Tax reform legislation remains a moving target. While we have a lot of information to work with, we must sit still and wait while the House and Senate versions of the bill are reconciled. Given the scope of the topic and widespread interest in the impact of the likely changes to come, we wanted to share some preliminary thoughts based on what we do know. Following are a few of the provisions you should evaluate now within the context of your own tax planning so that you are prepared to take action if necessary by the end of 2017.
Itemized Deductions: Many itemized deductions and the personal exemption are almost certain to be repealed for tax year 2018. The standard deduction will be increased to compensate for the loss of these deductions, meaning that fewer individuals will need to itemize – a potential time saver in the future. You may want to accelerate some itemized deductions (taxes, charity, etc.) into 2017, since in some cases little, if any, benefit will be available in 2018. Additionally, tax rates are likely at their highest now so any accelerated deductions will provide a benefit at the current, higher rates.

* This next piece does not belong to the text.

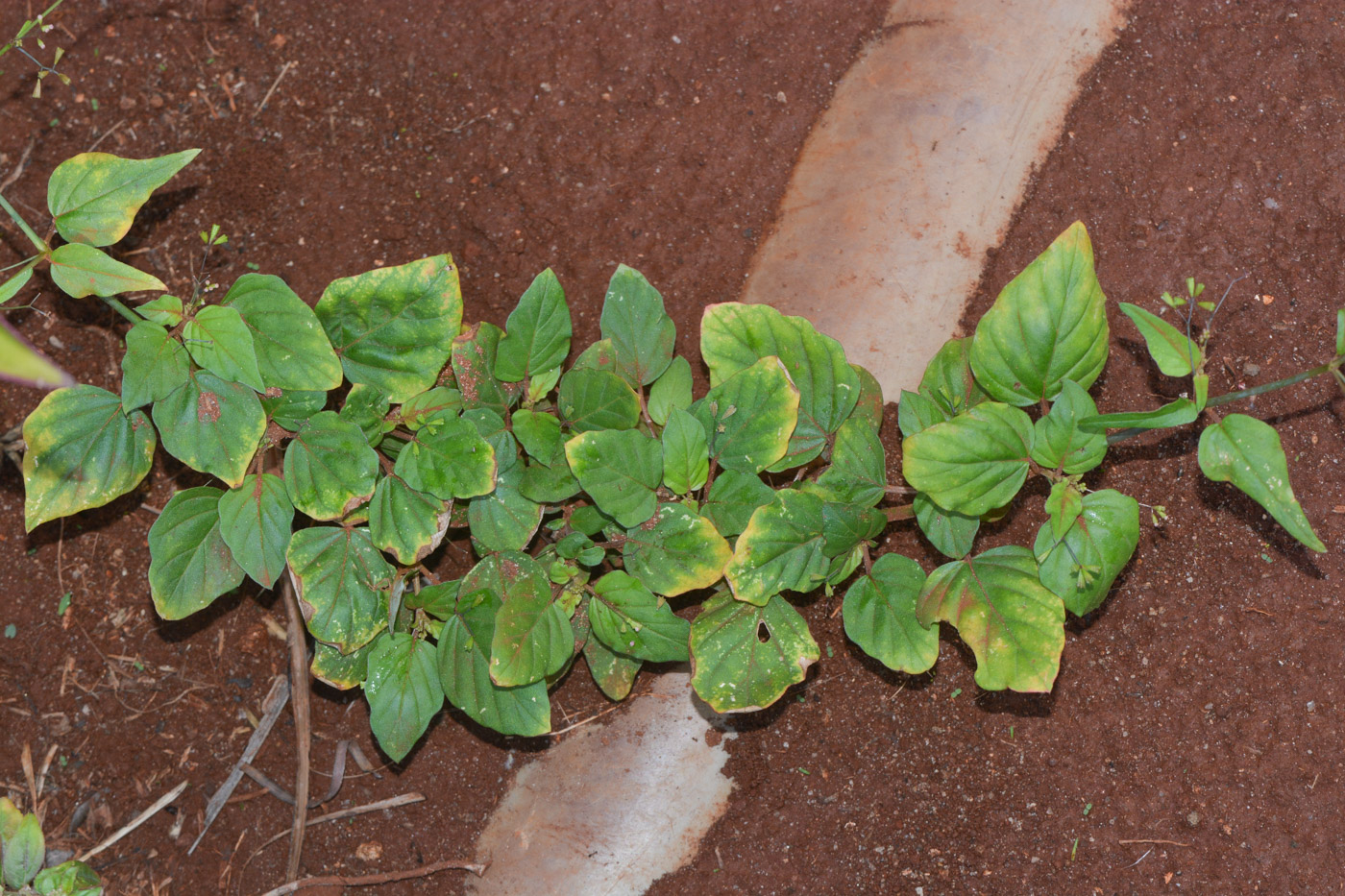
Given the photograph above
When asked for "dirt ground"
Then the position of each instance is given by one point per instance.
(1192, 741)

Prepay Taxes: Since the property tax deduction may be limited to $10,000 in 2018, it may make sense to prepay these taxes now, in addition to state and local income taxes which may no longer be deductible in 2018. Given that many people will not itemize under the proposals, there is the chance that you will not receive any benefit for your property taxes next year. Please keep in mind that if you are in AMT, you may not receive a benefit this year for prepaying. You must run the numbers to know for sure.

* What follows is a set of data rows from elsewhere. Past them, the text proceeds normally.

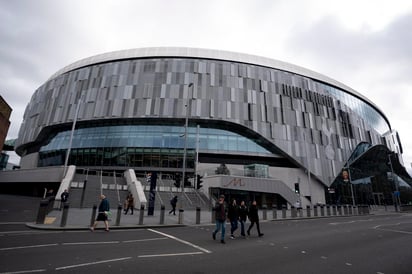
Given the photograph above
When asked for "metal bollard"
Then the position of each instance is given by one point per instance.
(339, 210)
(265, 216)
(328, 210)
(181, 216)
(275, 212)
(197, 215)
(93, 215)
(162, 214)
(141, 214)
(41, 214)
(293, 212)
(65, 213)
(119, 213)
(213, 216)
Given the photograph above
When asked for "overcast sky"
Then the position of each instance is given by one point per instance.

Charity: Under the proposal, donations to charity in 2018 will only help reduce your taxable income if your total itemized deductions, charity, property tax ($10,000), mortgage interest and allowable medical expenses, exceed the $24,000 standard deduction. If your 2018 deductions won’t cross that threshold, you should consider accelerating your donations into 2017 to receive the full benefit for your contribution. Additionally, if you have low-basis stock in specific lots that you wish to contribute, the current bill will restrict your ability to identify which stock lot you can use and will require you to use the oldest lots first. If you want the freedom to pick and choose, 2017 may be your year.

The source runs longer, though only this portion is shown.